Location Prediction for Tweets

This repo contains code for the paper Location Prediction for Tweets [https://www.frontiersin.org/articles/10.3389/fdata.2019.00005/full].

Data

Please follow the instruction from WNUT 2016 Geo-Shared-Task to acquire the data.

WNUT 2016 Geo-Shared-Task: https://noisy-text.github.io/2016/geo-shared-task.html

Path Configuration

Before running the code, please modify the path settint in the src/config.py file.

root_dir = "PATH_TO_THE_GIT_REPO"

Development Environment

Python3.6 + Tensorflow 1.12.0

Data Preprocessing

Take the downloaded tweets and the label file, extract the needed data field, perform tokenization on the tweets, and aggregrate the ground truth.

$ python preprocessing.py --tweet_path ../data/train_tweet.json --label_path ../data/train.label.json --output_path ../data/train.parquet
$ python preprocessing.py --tweet_path ../data/valid_tweet.json --label_path ../data/valid.label.json --output_path ../data/valid.parquet
$ python preprocessing.py --tweet_path ../data/test_tweet.json --label_path ../data/test.label.json --output_path ../data/test.parquet

Model Training

The script for training the model from scratch. The default hyperparameter is used in the paper so you can use the following command to start the training.

$ python train.py

If you would like to change the hyperparameter, please refer to the following argument settings.

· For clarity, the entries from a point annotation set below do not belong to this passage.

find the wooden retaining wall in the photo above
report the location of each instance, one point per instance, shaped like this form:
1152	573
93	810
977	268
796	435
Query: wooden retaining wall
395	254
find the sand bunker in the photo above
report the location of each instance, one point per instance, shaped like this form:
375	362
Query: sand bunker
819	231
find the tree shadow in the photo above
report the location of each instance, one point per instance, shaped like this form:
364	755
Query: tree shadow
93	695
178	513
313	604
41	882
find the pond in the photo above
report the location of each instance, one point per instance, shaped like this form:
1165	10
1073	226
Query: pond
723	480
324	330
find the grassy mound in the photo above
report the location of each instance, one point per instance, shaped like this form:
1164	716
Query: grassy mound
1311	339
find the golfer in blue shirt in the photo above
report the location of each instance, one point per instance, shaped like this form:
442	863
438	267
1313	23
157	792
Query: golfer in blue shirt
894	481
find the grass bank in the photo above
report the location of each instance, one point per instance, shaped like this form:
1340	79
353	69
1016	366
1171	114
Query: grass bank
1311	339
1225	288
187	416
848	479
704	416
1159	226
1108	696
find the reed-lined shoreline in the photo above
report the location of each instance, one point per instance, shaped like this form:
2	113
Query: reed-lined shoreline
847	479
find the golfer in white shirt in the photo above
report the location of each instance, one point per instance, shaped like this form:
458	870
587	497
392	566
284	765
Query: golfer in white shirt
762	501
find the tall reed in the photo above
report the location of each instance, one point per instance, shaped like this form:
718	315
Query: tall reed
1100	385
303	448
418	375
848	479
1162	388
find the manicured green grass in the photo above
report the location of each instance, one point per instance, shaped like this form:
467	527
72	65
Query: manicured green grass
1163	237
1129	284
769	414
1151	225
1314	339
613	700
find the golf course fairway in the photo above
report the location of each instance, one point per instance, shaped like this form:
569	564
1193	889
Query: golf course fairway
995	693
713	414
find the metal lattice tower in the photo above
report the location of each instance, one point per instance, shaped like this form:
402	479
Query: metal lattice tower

$ python train.py [-h] [--max_len MAX_LEN] [--max_char_len MAX_CHAR_LEN]
                [--minfreq MINFREQ] [--emb_dim EMB_DIM]
                [--hidden_dim HIDDEN_DIM] [--num_head NUM_HEAD]
                [--layer_num LAYER_NUM] [--char_dim CHAR_DIM]
                [--char_hidden_dim CHAR_HIDDEN_DIM]
                [--char_num_head CHAR_NUM_HEAD]
                [--char_layer_num CHAR_LAYER_NUM] [--filter FILTER_LIST]
                [--dropout_rate DROPOUT_RATE] [--learning_rate LEARNING_RATE]
                [--batch_size BATCH_SIZE] [--epochs EPOCHS] [--reg REG]
                [--reg_weight REG_WEIGHT] [--data_redo DATA_REDO]
                [--note NOTE] [--gpu GPU] [--train_data TRAIN_DATA]

optional arguments:

Argument	Value	Information
-h, --help		show this help message and exit
--max_len	INT (Default:30)	maximum length of the tokens
--max_char_len	INT (Default: 140)	maximum length of the characters
--minfreq	INT (Default: 10)	minimum frequency of the vocabulary and character
--emb_dim	INT (Default: 200)	word embedding dimension
--hidden_dim	INT (Default: 200)	hidden dimension
--num_head	INT (Default: 10)	number of head of the transformer
--layer_num	INT (Default: 2)	number of layer of the transformer
--char_dim	INT (Default: 100)	character embedding dimension
--char_hidden_dim	INT (Default: 100)	character hidden dimension
--char_num_head	INT (Default: 8)	number of head of the character transformer
--char_layer_num	INT (Default: 2)	number of layer of the character transformer
--filter	STRING (Default: 3:64-4:64-5:64-6:64-7:64)	filter configuration of the character CNN, ex: 3:64-4:64
--dropout_rate	FLOAT (Default: 0.3)	dropout rate across the model
--learning_rate	FLOAT (Default: 1e-4)	learning rate
--batch_size	INT (Default: 128)	batch size
--epochs	INT (Default: 30)	number of epochs for training
--reg	BOOL (Default: False)	whether use regularizer or not
--reg_weight	FLOAT (Default: 1e-4)	weighting for regularizer
--data_redo	BOOL (Default: False)	re-process the data again
--note	STRING (Default: "")	note for the model name
--gpu	STRING (Default: "0")	gpu setting
--train_data	STRING (Default: "train")	filename of the training data

Model Testing

$ python test.py [-h] --model_folder MODEL_FOLDER --target_epoch TARGET_EPOCH                                             
               [--gpu GPU]

optional arguments:

Argument	Value	Information
-h, --help		show this help message and exit
--model_folder	STRING	the path to the target model's folder
--target_epoch	STRING	specify the model for testing
--gpu	STRING (Default: "0")	gpu setting

Inferencing

To inference location (city & country) using the trained model, you will need to first process the input file into the required format where each line represents a sample. The output will be stored as a CSV file with three columns, text, city, and country.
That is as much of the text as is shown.